Aeroméxico to expand flights out of CDMX Felipe Ángeles airport

Mexican airline Aeroméxico plans to significantly increase flights from Mexico City’s Felipe Ángeles International Airport (AIFA), allowing it to grow its total operations at the airport by 40%.

Which flights will move to AIFA and when?

The daily service to Manzanillo, Colima, will now move to AIFA. (Tomzap)

Starting Oct. 5, the airline will move seven weekly flights to Colima and 14 to Durango from the Mexico City International Airport (AICM) to AIFA. It will also add two new routes to León and Aguascalientes, each with seven flights a week.

This will bring Aeroméxico’s total destinations served from AIFA to 13 – including Acapulco, Cancún, Guadalajara, Monterrey, Mérida, Oaxaca, Puerto Vallarta, Veracruz and an international route to Houston, Texas. 

The change will increase capacity from 88,120 to 120,000 seats per month, allowing the airline to capitalize on growing demand for flights in the region.

A sign of more growth to come for AIFA

The Felipe Ángeles International Airport in April 2022, shortly after its inauguration.
Uptake at AIFA has been slower than hoped, but the restoration of Mexico’s Category 1 aviation safety rating by the U.S. FAA is expected to increase routes out of the airport. (Wikimedia Commons/ProtoplasmaKid)

This demand is expected to increase since the U.S. Federal Aviation Administration (FAA) reinstated Mexico’s Category 1 aviation safety rating last Thursday. The rating was downgraded to Category 2 in May 2021, after Mexico was found not to meet safety standards set by the International Civil Aviation Organization (ICAO).

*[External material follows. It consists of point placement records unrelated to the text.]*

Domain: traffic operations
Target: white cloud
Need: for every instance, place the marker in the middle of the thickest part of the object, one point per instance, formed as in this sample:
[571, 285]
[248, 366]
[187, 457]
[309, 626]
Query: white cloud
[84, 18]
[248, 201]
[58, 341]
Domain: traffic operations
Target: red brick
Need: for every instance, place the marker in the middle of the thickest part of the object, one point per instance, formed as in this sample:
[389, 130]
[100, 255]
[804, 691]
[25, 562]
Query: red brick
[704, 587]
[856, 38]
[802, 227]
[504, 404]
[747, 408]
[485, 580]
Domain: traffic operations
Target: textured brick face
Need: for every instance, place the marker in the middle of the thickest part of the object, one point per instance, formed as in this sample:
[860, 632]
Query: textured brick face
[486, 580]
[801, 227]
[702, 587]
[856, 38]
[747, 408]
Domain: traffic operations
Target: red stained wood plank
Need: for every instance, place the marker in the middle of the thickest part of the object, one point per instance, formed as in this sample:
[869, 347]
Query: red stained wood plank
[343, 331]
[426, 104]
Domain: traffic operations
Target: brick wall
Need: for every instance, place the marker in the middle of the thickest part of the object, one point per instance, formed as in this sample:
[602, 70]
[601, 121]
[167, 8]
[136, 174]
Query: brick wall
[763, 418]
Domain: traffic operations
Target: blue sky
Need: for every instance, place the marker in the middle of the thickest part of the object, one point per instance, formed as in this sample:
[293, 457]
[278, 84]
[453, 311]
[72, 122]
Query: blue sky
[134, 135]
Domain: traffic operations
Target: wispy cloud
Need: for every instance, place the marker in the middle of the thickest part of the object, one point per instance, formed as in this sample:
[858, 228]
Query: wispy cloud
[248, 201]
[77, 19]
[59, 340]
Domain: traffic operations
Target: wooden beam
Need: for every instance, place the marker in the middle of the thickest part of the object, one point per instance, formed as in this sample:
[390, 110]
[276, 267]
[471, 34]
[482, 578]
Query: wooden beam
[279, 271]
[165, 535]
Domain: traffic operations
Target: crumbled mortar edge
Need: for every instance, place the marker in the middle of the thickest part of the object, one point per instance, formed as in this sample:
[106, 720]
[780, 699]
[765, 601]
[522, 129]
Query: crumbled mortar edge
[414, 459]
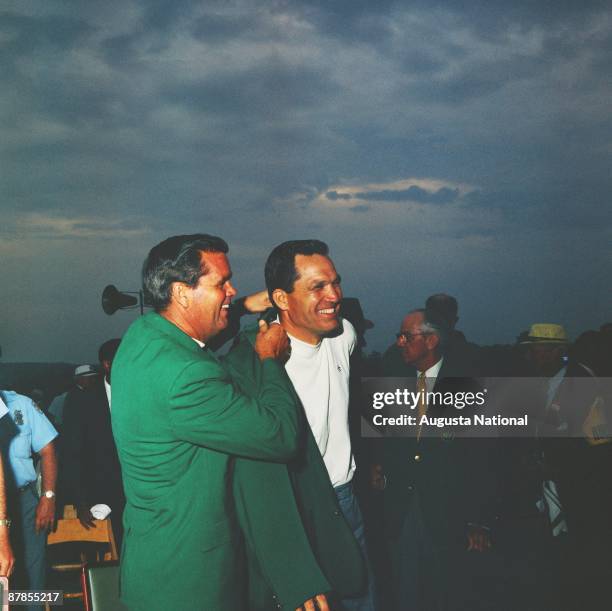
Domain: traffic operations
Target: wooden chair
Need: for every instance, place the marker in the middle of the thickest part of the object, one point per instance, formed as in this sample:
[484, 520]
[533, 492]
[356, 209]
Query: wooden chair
[70, 531]
[100, 582]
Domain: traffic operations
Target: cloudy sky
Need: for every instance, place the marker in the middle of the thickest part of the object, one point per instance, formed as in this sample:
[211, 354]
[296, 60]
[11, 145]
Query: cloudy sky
[435, 148]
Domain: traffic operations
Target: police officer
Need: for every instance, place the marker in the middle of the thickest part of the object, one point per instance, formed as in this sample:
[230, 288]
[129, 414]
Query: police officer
[29, 432]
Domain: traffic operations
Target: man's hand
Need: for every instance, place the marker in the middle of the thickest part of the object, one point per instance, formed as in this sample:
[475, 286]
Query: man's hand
[378, 480]
[7, 560]
[272, 342]
[479, 539]
[257, 302]
[85, 517]
[312, 604]
[45, 514]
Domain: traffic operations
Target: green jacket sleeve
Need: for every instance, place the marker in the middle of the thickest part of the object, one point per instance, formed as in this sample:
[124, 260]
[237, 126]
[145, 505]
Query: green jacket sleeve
[208, 410]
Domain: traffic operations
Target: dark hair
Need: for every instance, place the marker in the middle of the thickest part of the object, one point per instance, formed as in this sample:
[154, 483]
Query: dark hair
[108, 349]
[280, 269]
[176, 259]
[444, 304]
[434, 322]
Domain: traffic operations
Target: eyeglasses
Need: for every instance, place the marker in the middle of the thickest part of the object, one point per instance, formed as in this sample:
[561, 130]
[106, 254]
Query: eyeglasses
[408, 337]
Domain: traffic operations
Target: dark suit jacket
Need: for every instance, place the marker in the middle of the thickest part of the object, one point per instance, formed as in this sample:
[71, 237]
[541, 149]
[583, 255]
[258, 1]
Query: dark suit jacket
[90, 465]
[177, 419]
[298, 543]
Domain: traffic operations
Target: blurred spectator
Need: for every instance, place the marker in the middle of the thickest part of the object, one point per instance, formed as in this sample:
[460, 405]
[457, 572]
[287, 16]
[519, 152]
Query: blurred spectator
[90, 468]
[438, 493]
[28, 432]
[577, 462]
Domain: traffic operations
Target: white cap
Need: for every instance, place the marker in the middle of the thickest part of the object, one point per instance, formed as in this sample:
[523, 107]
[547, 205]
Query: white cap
[85, 370]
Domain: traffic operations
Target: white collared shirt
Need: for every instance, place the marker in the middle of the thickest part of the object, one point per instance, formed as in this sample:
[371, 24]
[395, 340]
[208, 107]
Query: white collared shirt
[431, 374]
[320, 376]
[107, 389]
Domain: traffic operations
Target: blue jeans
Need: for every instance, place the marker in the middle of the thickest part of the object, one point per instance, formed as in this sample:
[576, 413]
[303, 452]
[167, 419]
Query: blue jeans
[30, 548]
[352, 513]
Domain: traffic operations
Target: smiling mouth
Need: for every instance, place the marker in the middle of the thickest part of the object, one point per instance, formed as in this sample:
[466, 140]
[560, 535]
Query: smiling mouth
[327, 311]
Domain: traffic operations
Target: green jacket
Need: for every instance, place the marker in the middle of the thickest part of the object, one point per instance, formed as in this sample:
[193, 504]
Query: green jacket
[297, 541]
[177, 419]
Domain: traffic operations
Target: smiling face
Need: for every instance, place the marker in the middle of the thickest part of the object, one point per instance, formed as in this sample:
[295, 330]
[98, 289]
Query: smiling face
[206, 305]
[418, 348]
[311, 310]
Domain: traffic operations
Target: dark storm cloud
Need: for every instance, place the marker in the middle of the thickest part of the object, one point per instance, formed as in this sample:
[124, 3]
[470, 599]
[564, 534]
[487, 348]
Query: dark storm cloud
[334, 195]
[412, 194]
[267, 90]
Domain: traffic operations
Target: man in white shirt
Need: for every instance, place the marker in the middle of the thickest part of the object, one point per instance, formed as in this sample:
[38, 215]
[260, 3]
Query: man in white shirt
[305, 288]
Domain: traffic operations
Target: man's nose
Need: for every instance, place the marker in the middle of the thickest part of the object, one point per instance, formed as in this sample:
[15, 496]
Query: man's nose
[334, 293]
[230, 291]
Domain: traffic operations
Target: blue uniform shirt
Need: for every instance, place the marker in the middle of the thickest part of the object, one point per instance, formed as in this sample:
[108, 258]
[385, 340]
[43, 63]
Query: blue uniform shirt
[35, 432]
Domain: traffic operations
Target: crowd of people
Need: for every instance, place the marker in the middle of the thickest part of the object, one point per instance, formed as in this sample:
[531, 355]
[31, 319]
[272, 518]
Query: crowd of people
[244, 481]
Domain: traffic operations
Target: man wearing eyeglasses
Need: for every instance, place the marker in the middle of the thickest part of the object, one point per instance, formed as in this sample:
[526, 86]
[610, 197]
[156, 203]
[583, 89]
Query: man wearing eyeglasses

As a result of the downgrade, Mexico had been unable to add new routes to the United States and U.S. airlines were barred from selling seats on flights operated by Mexican airlines for the last two years, inhibiting growth at AIFA. 

Built on the site of the Santa Lucía air base north of Mexico City, AIFA opened in March 2022. One of President Andrés Manuel López Obrador’s signature projects, it was built to relieve pressure on AICM, which is the nation’s busiest airport, but also has suffered from failing infrastructure and saturation.  

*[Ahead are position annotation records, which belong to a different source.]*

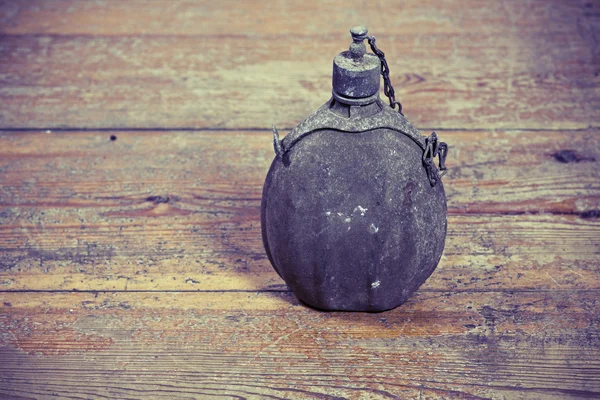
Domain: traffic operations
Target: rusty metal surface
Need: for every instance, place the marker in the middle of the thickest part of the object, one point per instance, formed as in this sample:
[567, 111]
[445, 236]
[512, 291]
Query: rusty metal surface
[354, 213]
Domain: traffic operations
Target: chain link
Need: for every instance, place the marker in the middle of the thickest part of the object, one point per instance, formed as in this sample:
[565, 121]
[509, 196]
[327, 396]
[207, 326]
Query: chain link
[388, 90]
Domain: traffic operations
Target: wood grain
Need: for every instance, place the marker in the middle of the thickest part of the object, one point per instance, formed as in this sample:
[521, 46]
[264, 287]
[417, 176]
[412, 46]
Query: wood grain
[134, 142]
[438, 345]
[457, 65]
[180, 211]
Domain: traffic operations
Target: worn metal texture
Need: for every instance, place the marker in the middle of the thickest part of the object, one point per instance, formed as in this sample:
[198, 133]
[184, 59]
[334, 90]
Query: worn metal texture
[353, 212]
[349, 218]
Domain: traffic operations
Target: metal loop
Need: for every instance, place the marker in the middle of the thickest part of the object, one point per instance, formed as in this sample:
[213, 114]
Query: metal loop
[434, 148]
[277, 145]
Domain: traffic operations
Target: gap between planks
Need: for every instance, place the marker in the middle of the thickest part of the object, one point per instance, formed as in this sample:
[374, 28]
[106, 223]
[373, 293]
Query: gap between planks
[265, 129]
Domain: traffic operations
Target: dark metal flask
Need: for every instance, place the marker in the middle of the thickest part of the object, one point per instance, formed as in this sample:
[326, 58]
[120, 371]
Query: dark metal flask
[354, 211]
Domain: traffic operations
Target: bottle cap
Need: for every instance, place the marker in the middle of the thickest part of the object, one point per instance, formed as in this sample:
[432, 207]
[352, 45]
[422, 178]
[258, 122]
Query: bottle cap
[356, 72]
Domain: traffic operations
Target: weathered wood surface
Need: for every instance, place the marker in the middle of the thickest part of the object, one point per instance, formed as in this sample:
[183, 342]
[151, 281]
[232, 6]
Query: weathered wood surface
[133, 64]
[438, 345]
[180, 211]
[133, 267]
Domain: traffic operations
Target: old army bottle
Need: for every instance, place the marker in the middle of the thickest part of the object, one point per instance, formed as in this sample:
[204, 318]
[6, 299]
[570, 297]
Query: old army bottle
[353, 210]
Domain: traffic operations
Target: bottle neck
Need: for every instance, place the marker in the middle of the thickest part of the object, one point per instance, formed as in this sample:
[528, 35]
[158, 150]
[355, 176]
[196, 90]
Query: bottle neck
[346, 110]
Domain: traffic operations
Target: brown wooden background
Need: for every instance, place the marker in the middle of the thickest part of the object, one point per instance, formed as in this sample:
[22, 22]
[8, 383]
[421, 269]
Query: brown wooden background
[134, 268]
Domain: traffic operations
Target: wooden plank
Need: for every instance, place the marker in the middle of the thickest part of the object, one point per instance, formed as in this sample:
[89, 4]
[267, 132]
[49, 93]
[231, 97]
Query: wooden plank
[450, 345]
[180, 211]
[74, 64]
[490, 171]
[194, 17]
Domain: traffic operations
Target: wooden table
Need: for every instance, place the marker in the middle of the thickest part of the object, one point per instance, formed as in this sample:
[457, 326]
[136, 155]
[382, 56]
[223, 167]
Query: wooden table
[133, 147]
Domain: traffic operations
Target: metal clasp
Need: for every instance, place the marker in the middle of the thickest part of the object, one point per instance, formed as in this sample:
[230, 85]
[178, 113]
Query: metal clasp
[433, 148]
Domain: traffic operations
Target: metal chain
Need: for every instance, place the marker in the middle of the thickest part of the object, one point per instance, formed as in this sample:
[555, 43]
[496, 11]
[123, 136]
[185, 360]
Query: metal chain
[388, 90]
[434, 148]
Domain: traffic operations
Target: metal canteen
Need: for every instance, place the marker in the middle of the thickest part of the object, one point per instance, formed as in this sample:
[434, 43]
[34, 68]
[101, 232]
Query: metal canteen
[353, 211]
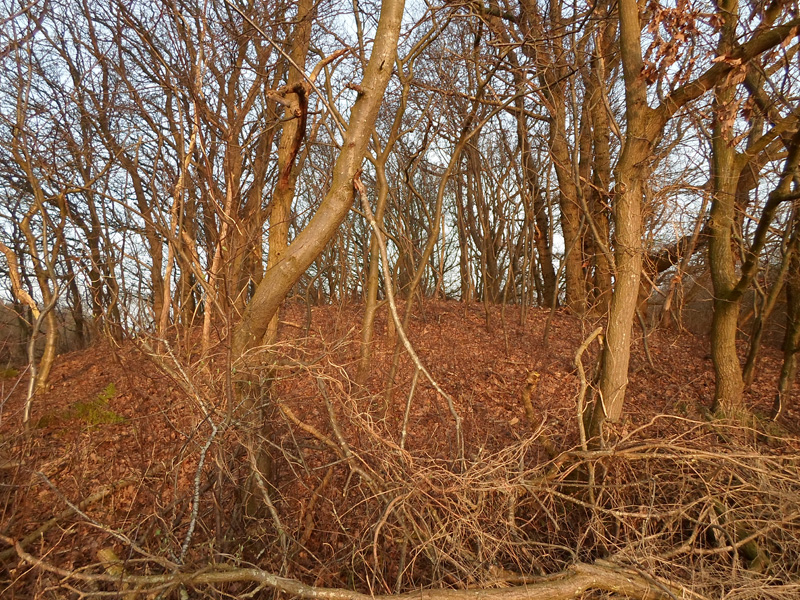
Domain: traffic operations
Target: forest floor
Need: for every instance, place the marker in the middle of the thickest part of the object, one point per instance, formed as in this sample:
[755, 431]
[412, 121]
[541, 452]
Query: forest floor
[123, 428]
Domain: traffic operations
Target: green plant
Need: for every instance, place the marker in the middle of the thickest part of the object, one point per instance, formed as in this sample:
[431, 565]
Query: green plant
[93, 412]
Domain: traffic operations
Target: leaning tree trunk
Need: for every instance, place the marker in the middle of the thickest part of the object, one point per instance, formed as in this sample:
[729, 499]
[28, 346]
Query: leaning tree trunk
[310, 242]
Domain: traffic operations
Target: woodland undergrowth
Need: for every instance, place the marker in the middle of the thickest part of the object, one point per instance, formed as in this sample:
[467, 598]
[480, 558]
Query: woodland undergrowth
[354, 503]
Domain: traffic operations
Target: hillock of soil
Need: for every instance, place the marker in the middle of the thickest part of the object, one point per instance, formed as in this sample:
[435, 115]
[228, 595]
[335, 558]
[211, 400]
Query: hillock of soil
[140, 478]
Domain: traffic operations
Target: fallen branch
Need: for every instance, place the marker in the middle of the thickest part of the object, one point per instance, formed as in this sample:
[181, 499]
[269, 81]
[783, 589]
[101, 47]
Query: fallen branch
[572, 583]
[65, 514]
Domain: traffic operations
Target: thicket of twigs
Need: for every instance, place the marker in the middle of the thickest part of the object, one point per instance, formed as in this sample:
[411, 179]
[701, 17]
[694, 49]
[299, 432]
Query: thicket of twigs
[674, 509]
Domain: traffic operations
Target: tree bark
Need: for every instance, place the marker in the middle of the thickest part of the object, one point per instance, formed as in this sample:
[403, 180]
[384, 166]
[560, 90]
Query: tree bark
[272, 290]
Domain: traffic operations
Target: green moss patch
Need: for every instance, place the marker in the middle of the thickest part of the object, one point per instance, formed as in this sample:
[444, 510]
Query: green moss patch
[92, 412]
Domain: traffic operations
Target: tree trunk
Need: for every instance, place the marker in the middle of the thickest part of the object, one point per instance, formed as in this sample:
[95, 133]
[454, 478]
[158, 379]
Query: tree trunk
[309, 243]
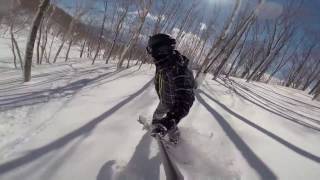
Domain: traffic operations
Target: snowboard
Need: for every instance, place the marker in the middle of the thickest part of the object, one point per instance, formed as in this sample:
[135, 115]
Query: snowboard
[171, 170]
[147, 126]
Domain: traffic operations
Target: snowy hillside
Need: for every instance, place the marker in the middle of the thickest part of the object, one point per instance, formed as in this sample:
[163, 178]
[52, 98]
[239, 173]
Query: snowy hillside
[77, 121]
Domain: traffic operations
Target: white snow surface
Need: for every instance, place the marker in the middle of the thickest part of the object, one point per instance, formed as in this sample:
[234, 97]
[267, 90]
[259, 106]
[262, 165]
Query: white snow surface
[78, 121]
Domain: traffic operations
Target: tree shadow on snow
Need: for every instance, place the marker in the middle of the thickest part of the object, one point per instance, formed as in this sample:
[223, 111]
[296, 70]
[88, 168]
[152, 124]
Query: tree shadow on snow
[42, 96]
[253, 160]
[268, 105]
[280, 140]
[61, 142]
[140, 167]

The transfer of flights to AIFA has been slower than hoped. Last week, the federal government announced that it will postpone until January 2024 a decree passed in August to reduce operations in the AICM from 52 to 43 per hour over the winter season. However, the new military-run Mexicana airline is expected to begin operations out of AIFA later this year, flying to 20 national destinations, and the airport did see its best month of traffic yet in July, serving over 250,000 passengers.